41,3 milliards d’importations pour 41,6 milliards d’exportations
Selon un rapport de la coordination espagnole des OPA (COAG)*, le Mercosur est le principal pourvoyeur des productions agricoles de l’Union européenne. Plus de 67 % des produits pour l’alimentation animale importés en Union européenne viennent du Mercosur. 80 % de la viande importée par l’Union européenne vient aussi du Mercosur. Donc le COAG considère qu’il n’est pas nécessaire d’apporter des contingents supplémentaires : et le chiffre varie entre 70 000 t à 110 000 t. Selon ce rapport en 2016, l’Union européenne importait 19,5 milliards d’euros de produits agro-alimentaires du Mercosur (17,4 % des importations totales de l’Union européenne). A l’inverse, les exportations agro-alimentaires européennes représentaient 2 milliards. S’ajoutent sur ces importations les interrogations sur la sécurité et la traçabilité.
Dans les chiffres donnés par ce rapport, 30 % des importations sont constituées par des tourteaux de soja, 13 % par des semences de soja dont l’Espagne est le principal importateur, les importations de viande bovine (fraîche, rafraîchie et congelée) représentent 6,1 % et celles des préparations 5,3 %. En échange on exporte de l’huile d’Olive et des spiritueux. Selon une autre étude, menée celle-là par la FNSEA, l’accord avec le Mercosur pourrait accélérer la disparition des élevages français : «selon nos estimations, les importations cumulées de viandes bovines dans le cadre du CETA et du Mercosur viendront provoquer une chute de 10 % du prix payé au producteur, soit une diminution de 30 à 60 % du revenu des éleveurs et la disparition de 30 000 emplois supplémentaires au sein du secteur.»

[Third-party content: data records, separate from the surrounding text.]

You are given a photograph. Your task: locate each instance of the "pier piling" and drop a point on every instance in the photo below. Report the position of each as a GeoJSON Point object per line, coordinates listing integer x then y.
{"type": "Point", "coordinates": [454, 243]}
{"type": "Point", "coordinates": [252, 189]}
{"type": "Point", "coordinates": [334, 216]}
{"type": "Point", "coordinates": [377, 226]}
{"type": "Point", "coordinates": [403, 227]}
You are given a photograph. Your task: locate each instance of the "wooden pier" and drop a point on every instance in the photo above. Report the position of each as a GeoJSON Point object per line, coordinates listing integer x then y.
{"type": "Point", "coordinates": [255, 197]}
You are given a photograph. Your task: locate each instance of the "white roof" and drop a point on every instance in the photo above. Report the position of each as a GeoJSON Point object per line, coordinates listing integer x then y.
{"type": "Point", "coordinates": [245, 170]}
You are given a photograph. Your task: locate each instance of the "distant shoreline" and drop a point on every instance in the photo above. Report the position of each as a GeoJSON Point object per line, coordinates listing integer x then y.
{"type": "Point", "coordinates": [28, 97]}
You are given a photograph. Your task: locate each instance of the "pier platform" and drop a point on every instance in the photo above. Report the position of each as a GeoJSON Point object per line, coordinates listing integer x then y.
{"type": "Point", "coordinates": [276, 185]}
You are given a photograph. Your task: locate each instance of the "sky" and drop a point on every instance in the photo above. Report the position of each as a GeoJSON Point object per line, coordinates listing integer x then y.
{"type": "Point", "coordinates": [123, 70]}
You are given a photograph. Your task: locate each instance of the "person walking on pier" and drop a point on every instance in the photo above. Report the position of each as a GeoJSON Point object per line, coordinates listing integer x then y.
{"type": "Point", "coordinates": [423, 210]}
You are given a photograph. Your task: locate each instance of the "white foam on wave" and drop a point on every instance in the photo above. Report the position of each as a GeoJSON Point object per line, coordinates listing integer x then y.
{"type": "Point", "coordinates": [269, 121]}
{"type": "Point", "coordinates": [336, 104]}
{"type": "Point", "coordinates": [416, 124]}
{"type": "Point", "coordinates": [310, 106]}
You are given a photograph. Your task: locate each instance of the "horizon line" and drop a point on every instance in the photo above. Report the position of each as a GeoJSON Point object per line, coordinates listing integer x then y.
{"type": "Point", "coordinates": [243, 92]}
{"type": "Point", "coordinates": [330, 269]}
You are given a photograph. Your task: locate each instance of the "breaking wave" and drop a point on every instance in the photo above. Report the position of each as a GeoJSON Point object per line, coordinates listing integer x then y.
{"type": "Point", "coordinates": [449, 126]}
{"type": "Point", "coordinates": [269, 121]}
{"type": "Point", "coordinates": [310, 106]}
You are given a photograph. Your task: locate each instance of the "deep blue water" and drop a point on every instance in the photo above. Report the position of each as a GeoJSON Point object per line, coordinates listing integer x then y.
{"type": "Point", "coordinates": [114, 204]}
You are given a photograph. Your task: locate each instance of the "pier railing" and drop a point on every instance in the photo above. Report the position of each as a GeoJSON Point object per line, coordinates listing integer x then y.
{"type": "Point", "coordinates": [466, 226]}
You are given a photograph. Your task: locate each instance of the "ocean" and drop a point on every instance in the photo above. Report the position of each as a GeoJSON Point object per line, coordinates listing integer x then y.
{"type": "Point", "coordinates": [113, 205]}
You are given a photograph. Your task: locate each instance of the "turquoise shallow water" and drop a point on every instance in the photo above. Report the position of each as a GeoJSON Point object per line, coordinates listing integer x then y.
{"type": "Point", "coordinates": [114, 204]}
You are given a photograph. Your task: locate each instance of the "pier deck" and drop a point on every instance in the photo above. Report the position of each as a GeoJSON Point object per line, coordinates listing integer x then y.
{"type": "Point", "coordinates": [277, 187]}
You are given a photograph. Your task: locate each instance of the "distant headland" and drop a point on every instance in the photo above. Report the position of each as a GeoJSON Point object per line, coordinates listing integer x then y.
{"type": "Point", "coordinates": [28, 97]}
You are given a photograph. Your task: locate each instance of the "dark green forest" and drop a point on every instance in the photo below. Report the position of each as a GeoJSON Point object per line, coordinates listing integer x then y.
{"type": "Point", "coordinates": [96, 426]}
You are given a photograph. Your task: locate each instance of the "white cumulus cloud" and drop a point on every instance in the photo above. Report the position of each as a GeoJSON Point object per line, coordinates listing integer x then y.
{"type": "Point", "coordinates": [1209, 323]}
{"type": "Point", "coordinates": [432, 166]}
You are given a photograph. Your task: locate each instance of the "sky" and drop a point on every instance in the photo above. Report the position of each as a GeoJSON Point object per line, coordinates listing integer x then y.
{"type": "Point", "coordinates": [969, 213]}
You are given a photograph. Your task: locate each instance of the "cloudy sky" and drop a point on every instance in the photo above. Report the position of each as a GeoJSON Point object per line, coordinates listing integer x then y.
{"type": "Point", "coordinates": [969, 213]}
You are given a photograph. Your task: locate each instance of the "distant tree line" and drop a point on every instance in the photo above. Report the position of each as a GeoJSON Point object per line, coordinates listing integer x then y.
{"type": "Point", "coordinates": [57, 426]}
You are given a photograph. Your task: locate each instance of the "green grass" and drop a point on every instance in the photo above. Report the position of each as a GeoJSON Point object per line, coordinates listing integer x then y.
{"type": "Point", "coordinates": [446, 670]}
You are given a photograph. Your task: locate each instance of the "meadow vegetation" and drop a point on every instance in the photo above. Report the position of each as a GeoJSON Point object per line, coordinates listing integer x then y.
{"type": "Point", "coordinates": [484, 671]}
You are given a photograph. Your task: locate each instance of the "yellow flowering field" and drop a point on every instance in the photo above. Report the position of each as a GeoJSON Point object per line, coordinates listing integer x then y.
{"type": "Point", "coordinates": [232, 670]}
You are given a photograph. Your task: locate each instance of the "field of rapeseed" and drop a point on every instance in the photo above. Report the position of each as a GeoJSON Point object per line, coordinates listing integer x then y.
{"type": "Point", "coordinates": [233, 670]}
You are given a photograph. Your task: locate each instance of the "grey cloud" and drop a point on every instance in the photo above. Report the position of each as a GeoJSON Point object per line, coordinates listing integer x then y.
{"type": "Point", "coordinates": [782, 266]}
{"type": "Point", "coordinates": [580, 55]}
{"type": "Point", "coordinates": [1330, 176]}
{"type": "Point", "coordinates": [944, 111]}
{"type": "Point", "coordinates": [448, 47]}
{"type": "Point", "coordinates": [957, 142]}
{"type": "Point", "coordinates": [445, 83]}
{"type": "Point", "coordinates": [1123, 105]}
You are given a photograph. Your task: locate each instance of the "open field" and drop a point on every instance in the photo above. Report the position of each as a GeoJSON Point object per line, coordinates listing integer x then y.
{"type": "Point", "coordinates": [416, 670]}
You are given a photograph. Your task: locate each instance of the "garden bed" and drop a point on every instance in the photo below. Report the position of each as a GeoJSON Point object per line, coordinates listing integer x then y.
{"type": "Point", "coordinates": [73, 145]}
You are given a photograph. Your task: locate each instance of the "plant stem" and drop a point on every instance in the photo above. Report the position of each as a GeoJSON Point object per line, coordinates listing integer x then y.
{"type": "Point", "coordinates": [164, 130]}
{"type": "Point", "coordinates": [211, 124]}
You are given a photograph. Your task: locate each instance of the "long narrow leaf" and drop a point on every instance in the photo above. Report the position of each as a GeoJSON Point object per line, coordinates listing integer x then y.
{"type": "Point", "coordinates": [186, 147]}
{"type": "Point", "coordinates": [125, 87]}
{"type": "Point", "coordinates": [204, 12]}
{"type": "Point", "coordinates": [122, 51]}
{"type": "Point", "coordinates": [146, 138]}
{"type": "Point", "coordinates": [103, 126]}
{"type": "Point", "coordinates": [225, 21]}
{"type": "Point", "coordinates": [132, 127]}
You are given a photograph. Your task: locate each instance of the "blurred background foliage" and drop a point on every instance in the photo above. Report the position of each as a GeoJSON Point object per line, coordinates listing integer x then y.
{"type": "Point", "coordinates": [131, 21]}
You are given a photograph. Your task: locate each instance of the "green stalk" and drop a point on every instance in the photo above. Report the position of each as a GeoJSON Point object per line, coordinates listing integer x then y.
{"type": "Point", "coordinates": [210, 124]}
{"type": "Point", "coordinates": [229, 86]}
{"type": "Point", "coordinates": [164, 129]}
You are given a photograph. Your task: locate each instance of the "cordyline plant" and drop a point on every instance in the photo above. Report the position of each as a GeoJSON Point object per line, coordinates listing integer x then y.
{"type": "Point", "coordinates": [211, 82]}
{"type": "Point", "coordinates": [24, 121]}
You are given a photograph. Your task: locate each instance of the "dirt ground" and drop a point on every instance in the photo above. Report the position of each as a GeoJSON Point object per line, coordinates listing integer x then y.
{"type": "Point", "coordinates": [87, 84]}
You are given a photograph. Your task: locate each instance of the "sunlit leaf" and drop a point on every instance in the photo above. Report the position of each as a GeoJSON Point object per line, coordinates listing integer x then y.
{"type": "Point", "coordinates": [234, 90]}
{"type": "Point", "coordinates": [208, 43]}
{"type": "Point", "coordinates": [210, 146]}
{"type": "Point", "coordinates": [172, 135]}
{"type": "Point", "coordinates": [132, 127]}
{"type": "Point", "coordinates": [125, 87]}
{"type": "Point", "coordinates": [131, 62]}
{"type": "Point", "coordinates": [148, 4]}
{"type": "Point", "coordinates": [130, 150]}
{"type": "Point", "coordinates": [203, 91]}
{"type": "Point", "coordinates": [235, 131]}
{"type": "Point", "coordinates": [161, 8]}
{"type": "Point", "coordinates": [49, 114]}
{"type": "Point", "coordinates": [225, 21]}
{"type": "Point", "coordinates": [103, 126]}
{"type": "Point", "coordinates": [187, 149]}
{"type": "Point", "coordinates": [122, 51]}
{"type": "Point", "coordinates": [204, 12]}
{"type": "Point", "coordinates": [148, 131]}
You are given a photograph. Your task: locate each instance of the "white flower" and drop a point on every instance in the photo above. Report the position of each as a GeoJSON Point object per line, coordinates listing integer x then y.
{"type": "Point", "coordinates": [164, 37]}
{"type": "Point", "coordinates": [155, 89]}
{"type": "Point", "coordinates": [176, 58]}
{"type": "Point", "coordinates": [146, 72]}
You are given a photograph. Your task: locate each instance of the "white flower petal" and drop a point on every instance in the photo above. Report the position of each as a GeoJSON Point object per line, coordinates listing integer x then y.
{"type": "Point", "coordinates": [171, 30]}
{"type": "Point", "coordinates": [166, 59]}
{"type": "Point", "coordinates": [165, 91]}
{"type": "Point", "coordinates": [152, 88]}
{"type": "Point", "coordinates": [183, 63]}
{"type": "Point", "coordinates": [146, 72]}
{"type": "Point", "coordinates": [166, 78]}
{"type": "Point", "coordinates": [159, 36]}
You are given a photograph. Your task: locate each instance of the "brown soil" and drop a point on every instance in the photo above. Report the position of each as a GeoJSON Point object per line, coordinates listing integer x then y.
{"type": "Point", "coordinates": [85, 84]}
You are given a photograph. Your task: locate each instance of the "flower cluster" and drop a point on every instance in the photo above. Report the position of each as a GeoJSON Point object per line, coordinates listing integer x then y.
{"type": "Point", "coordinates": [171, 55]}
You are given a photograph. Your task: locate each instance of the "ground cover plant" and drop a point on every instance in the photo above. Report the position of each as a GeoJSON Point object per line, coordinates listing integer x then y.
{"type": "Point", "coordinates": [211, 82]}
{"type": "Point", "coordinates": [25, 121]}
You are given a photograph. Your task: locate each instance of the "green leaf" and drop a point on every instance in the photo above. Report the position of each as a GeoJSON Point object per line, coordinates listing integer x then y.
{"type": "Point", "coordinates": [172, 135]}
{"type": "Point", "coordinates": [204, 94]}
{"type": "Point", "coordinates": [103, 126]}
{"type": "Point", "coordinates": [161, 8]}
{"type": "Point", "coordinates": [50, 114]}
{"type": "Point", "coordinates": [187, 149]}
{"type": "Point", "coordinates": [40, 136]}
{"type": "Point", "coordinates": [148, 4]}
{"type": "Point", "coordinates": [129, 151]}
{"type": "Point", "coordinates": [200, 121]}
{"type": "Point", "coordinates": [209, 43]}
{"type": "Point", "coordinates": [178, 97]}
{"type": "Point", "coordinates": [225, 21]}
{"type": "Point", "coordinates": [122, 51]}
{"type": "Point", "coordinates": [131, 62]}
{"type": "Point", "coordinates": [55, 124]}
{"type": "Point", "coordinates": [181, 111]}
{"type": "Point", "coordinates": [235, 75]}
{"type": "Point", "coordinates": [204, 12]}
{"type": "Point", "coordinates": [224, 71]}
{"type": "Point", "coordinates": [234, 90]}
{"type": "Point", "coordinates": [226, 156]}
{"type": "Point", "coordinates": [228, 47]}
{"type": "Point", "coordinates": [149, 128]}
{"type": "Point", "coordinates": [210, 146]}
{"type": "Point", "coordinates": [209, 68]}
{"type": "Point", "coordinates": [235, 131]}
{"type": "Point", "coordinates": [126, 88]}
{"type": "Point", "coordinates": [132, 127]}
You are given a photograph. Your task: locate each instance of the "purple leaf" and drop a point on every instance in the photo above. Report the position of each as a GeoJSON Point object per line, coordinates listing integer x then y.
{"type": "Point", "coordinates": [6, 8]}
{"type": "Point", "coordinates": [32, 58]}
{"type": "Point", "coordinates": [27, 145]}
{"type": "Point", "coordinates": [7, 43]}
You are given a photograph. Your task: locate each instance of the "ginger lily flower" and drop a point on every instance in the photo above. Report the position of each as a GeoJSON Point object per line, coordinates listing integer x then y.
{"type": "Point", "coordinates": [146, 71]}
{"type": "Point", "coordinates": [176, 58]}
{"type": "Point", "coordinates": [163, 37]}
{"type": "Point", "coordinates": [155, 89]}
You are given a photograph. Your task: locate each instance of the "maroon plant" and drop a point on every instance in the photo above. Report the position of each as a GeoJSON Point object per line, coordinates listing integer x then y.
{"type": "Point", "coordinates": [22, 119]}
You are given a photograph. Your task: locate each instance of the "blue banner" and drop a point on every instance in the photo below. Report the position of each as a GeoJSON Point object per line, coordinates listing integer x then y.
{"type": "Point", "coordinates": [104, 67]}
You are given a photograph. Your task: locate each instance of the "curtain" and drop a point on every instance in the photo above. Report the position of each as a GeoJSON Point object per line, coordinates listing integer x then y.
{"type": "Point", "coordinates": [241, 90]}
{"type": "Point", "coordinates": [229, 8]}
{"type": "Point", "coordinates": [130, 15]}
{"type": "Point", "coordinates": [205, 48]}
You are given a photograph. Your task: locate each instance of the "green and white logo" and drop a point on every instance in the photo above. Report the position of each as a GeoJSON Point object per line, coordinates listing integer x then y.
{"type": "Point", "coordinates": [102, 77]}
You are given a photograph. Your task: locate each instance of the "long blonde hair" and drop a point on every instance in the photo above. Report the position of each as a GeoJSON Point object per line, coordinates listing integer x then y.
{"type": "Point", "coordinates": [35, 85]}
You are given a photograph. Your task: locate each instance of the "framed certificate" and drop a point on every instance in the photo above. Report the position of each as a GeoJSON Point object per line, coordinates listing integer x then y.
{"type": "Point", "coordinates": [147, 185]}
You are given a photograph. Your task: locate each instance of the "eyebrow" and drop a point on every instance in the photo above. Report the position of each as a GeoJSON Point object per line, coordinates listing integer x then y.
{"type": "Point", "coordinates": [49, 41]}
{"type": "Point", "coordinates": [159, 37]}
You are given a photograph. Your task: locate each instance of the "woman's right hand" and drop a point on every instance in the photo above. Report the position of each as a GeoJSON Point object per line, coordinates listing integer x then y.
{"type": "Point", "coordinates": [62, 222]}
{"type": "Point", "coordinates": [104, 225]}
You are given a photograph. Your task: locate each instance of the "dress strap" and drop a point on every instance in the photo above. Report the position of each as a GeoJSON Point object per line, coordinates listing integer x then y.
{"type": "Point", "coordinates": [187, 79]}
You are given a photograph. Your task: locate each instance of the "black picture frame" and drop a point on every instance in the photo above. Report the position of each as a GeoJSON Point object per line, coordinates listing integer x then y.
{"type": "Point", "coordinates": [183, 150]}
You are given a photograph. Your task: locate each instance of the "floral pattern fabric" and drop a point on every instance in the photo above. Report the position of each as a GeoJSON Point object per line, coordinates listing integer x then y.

Et le discours d’Emmanuel Macron devant les jeunes agriculteurs n’a pas été de nature à calmer les discussions en cours. On lui reproche, notamment du côté de la FNSEA, de vouloir importer toujours plus de viandes issues de pays tiers pour dégager ensuite le marché français via l’exportation. Une «ambition» peu partagée par les éleveurs français. Et on insiste sur ce nouveau contingent, qui va à l’encontre de l’interdiction de bœuf aux hormones, «seule et unique restriction aux importations permise par la réglementation européenne» souligne-t-on à la FNSEA. «Cette interdiction, contrainte aux règles de l’OMC, a fait l’objet au compromis avec les pays tiers ayant abouti à l’ouverture du Panel Hormones (48 200 t à 0% de droits de douane) : un contingent dédié à plusieurs pays exportateurs, réservé à l’importation de viande sans hormones.» Et de poursuivre : «le compromis obtenu à l’OMC est d’ailleurs remis en cause par l’administration américaine : le conflit qui l’oppose à l’Union européenne devrait aboutir à de nouvelles ouvertures de marché à droit nul aux viandes étasuniennes.»
*Estudio de impacto su el sector agrario del acuerdo de libre comercio UE-Mercosur.